Old Times
by Crowded Angels
Summary: Cal/Maura - She bit her lip to keep from smirking, "I also remember a few times I had to translate your way out of a sacrificial slaughtering or two for upsetting the tribesmen."


So, this is crossover between _Lie to Me_ and _Rizzoli and Isles_. Born because Cal studied primitive tribes' eyebrows in his youth, and Maura was a part of Medicins Sans Frontiers. And Maura had that awesome scene in 1.08 with Hoyt where she read his microexpressions. Therefore, my brain 'sploded.

Please give a little license with the timeline (unless Maura graduated medical school at about 17?) and hopefully enjoy. I've come to ship it. Kinda hard.

* * *

She tucked her legs in tighter, letting the row of people file past her. Most headed for the doors but there were a few people gathering around the speaker, shaking his hand and asking questions.

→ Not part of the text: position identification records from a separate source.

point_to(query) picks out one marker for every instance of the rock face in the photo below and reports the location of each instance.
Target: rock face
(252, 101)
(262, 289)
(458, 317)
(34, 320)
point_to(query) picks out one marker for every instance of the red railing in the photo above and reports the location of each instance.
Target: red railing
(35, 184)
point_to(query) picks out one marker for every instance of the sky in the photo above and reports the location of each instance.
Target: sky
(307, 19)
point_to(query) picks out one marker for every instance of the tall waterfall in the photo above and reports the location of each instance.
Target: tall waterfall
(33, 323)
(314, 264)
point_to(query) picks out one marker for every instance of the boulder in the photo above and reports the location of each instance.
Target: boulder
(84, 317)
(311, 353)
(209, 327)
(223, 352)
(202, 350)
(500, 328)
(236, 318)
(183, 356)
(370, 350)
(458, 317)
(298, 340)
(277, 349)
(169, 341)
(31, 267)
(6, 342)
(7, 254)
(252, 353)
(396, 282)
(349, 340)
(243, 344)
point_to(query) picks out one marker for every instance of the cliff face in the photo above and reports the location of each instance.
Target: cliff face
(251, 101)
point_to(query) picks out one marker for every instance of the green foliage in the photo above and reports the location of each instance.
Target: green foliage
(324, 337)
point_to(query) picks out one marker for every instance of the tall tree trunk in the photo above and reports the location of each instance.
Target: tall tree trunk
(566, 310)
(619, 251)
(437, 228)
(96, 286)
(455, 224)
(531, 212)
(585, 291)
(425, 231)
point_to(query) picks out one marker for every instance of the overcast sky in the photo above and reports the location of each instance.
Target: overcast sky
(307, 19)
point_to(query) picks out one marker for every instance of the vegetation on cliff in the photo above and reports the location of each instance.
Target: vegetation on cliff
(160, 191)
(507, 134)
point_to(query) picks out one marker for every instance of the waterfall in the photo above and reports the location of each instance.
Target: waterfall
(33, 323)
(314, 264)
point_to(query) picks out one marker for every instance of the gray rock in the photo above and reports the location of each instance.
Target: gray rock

He couldn't look more uncomfortable, she noted with a smirk. He never was one for the attention, always preferring to be the one to hand it out, or watch the effects as others did it for him. She remembered her surprise at learning – two weeks after they had met – that he could actually speak, and wasn't mute like she had initially assumed.

No, he always was a surprise.

He'd actually gotten better at it, she noted thankfully. He was hiding his impatience pretty well, and his answers were less rude or condescending, but he was still looking for the nearest exit.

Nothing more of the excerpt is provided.